Elections to Stirling Council were held on 5 May 2022, the same day as the 31 other local authorities in Scotland. The election used the seven wards created under the Local Governance (Scotland) Act 2004, with 23 councillors being elected. Each ward elected either 3 or 4 members, using the STV electoral system.
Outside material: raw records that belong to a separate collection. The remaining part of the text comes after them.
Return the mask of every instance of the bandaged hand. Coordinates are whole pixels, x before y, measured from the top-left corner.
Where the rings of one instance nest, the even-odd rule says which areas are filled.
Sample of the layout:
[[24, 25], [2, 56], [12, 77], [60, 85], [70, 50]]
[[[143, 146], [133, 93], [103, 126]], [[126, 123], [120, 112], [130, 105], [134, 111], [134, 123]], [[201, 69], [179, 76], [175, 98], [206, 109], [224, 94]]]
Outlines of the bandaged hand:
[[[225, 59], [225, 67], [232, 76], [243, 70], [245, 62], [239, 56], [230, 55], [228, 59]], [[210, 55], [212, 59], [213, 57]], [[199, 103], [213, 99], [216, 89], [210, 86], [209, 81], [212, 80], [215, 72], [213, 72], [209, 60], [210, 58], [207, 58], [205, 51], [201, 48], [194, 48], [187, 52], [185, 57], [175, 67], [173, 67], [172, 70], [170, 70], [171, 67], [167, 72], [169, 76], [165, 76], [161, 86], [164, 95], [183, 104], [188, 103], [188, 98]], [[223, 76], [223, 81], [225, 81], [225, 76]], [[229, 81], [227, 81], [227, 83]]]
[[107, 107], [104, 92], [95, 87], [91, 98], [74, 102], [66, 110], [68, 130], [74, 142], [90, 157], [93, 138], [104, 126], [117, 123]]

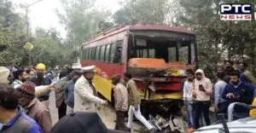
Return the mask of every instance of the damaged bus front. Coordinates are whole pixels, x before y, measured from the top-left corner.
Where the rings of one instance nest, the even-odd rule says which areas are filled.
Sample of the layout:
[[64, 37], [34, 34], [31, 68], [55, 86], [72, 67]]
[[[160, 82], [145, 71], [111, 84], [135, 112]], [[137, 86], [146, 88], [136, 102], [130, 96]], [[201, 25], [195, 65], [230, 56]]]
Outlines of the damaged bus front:
[[126, 71], [138, 86], [143, 115], [160, 129], [175, 126], [169, 119], [173, 122], [172, 116], [181, 114], [185, 71], [196, 66], [195, 35], [173, 29], [131, 29], [128, 42]]

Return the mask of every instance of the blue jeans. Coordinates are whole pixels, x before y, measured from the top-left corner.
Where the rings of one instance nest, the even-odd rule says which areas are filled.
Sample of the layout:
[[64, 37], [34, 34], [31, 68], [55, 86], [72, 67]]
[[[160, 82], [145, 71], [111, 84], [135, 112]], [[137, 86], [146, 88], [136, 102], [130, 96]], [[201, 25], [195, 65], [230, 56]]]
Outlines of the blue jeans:
[[188, 119], [188, 126], [195, 127], [194, 123], [194, 111], [193, 111], [193, 102], [192, 101], [186, 101], [186, 105], [188, 107], [188, 114], [187, 114], [187, 119]]
[[209, 107], [211, 106], [210, 101], [195, 101], [195, 128], [198, 129], [200, 125], [200, 118], [201, 113], [203, 113], [207, 125], [211, 124]]

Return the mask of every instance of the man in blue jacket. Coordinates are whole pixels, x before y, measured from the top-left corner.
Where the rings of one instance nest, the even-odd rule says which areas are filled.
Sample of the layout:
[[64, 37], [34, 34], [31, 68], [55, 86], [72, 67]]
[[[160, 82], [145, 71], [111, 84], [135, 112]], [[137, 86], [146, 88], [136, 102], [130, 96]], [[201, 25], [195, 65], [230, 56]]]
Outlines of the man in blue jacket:
[[[40, 85], [49, 85], [51, 84], [50, 78], [45, 75], [45, 65], [39, 63], [37, 65], [37, 74], [30, 79], [31, 82], [34, 83], [37, 86]], [[45, 95], [38, 97], [38, 99], [44, 104], [46, 107], [49, 107], [49, 93]]]
[[[254, 88], [252, 88], [247, 84], [239, 80], [240, 72], [233, 71], [230, 72], [230, 82], [226, 85], [222, 97], [226, 100], [225, 110], [233, 102], [243, 102], [246, 104], [252, 104], [253, 100]], [[248, 116], [248, 110], [242, 107], [235, 107], [235, 119], [245, 118]]]
[[16, 90], [0, 85], [1, 133], [41, 133], [40, 126], [18, 107]]

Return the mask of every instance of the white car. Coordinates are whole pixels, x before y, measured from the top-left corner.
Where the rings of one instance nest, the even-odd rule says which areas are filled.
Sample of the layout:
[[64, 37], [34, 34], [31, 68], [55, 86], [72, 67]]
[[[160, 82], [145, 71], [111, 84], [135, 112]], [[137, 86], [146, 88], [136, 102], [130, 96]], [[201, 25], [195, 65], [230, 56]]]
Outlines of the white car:
[[205, 126], [193, 133], [256, 133], [256, 117], [247, 117], [233, 121], [233, 112], [235, 106], [242, 106], [246, 108], [255, 108], [245, 103], [231, 103], [228, 108], [228, 123], [223, 119], [221, 124]]
[[[256, 133], [256, 118], [248, 117], [227, 123], [230, 133]], [[222, 133], [225, 132], [222, 124], [205, 126], [194, 133]]]

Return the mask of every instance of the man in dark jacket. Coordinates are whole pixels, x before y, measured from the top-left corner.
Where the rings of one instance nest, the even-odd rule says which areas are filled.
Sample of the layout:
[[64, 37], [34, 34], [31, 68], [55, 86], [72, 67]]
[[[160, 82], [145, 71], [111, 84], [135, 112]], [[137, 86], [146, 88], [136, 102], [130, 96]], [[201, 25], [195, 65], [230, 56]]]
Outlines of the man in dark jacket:
[[[37, 65], [37, 74], [32, 77], [30, 81], [34, 83], [37, 86], [40, 85], [49, 85], [51, 84], [50, 78], [44, 75], [45, 73], [45, 65], [39, 63]], [[38, 99], [44, 103], [46, 107], [49, 107], [49, 93], [43, 96], [38, 97]]]
[[[229, 105], [233, 102], [243, 102], [246, 104], [252, 104], [253, 102], [254, 89], [241, 82], [239, 76], [240, 73], [238, 71], [230, 72], [230, 82], [226, 85], [222, 94], [222, 97], [226, 100], [226, 111]], [[235, 119], [248, 116], [248, 110], [242, 107], [236, 107], [235, 113], [236, 113]]]
[[67, 113], [67, 104], [65, 103], [64, 98], [64, 88], [67, 83], [72, 79], [71, 76], [69, 75], [72, 71], [73, 69], [71, 68], [67, 69], [66, 75], [62, 75], [64, 77], [61, 78], [55, 84], [55, 105], [58, 108], [59, 119], [65, 116]]
[[0, 132], [41, 133], [40, 126], [18, 107], [15, 91], [7, 84], [0, 85]]
[[35, 84], [25, 82], [17, 88], [16, 95], [26, 114], [41, 126], [44, 133], [49, 133], [52, 127], [49, 110], [36, 98], [35, 87]]

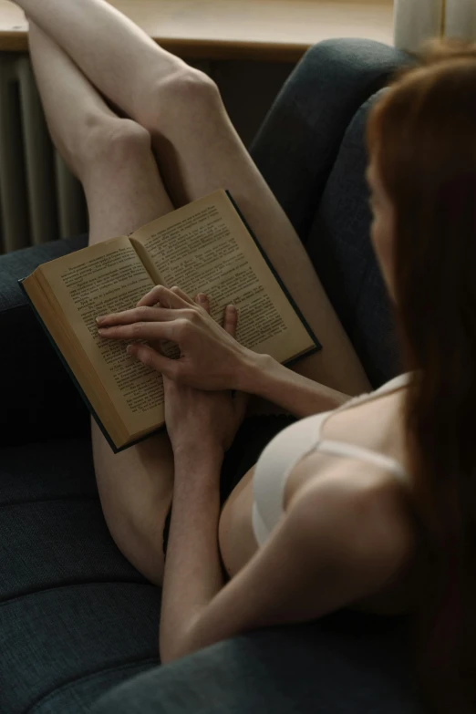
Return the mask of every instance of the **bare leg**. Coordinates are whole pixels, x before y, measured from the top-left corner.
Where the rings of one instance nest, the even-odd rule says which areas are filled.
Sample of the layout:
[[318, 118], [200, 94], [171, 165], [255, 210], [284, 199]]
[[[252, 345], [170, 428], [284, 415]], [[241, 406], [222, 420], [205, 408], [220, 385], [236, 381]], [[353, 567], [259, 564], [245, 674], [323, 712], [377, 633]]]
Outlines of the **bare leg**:
[[370, 385], [285, 212], [218, 88], [103, 0], [19, 0], [101, 92], [144, 126], [176, 206], [227, 188], [324, 349], [295, 369], [347, 394]]
[[[172, 211], [148, 132], [118, 119], [67, 56], [35, 26], [30, 47], [52, 136], [85, 187], [90, 243], [129, 233]], [[114, 455], [92, 420], [92, 440], [110, 533], [124, 555], [160, 585], [163, 523], [173, 483], [169, 439], [160, 434]]]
The election saw Scottish Labour increase their representation on the council by two and significantly increase their vote share. The SNP lost one seat and the Scottish Greens retained their single seat. The Scottish Conservatives saw their representation on the Council drop by two seats. The Scottish Liberal Democrats failed to win representation and one independent candidate won a seat.

2022 results

Note: "Votes" are the first preference votes. The net gain/loss and percentage changes relate to the result of the previous Scottish local elections on 4 May 2017. This may differ from other published sources showing gain/loss relative to seats held at dissolution of Scotland's councils.

Ward results

Trossachs and Teith
2017: 2xCon; 1xSNP
2022: 2xCon; 1xSNP
2017-2022: No change

Forth and Endrick
2017: 2xCon; 1xSNP
2022: 1xCon; 1xSNP; 1xLab
2017-2022 Change: 1 Lab gain from Con

Dunblane and Bridge of Allan
2017: 2xCon; 1xSNP; 1xGreen
2022: 1xCon; 1xSNP; 1xGreen; 1xLab
2017-2022 Change: 1 Lab gain from Con

Stirling North
2017: 2xSNP; 1xCon; 1xLab
2022: 2xSNP; 1xCon; 1xLab
2012-2017: No change

Stirling West
2012: 1xLab; 1xSNP; 1xCon
2017: 1xCon; 1xSNP; 1xLab
2012-2017 Change: No change

Stirling East
2017: 1xCon; 1xLab; 1xSNP
2022: 1xCon; 1xLab; 1xSNP
2017-2022: No change

Bannockburn
2017: 2xSNP; 1xLab
2022: 1xSNP; 1xLab; 1xInd
2017-2022 Change: 1 Ind gain from SNP

Notes

‡On 17 May 2017, Robert Davies (Forth and Endrick) was suspended from the Scottish Conservative party over potentially offensive Twitter posts. He was reinstated on 21 August 2017. However, on 29 September 2017, Robert Davies resigned from the Conservative group at a council meeting and subsequently had his Conservative party membership terminated. He ran as an independent in the 2022 election.

Aftermath
Despite the SNP winning the most seats, Labour formed a minority administration after the Conservatives voted in favour of it.

Changes since 2022
In October 2022, Labour councillor Ewan Dillon quit the party to become an independent. This reduced the ruling Labour administration to five councillors.

By-elections since 2022
A by-election was held in Dunblane and Bridge of Allan on 16 March 2023 following the death of SNP councillor Graham Houston.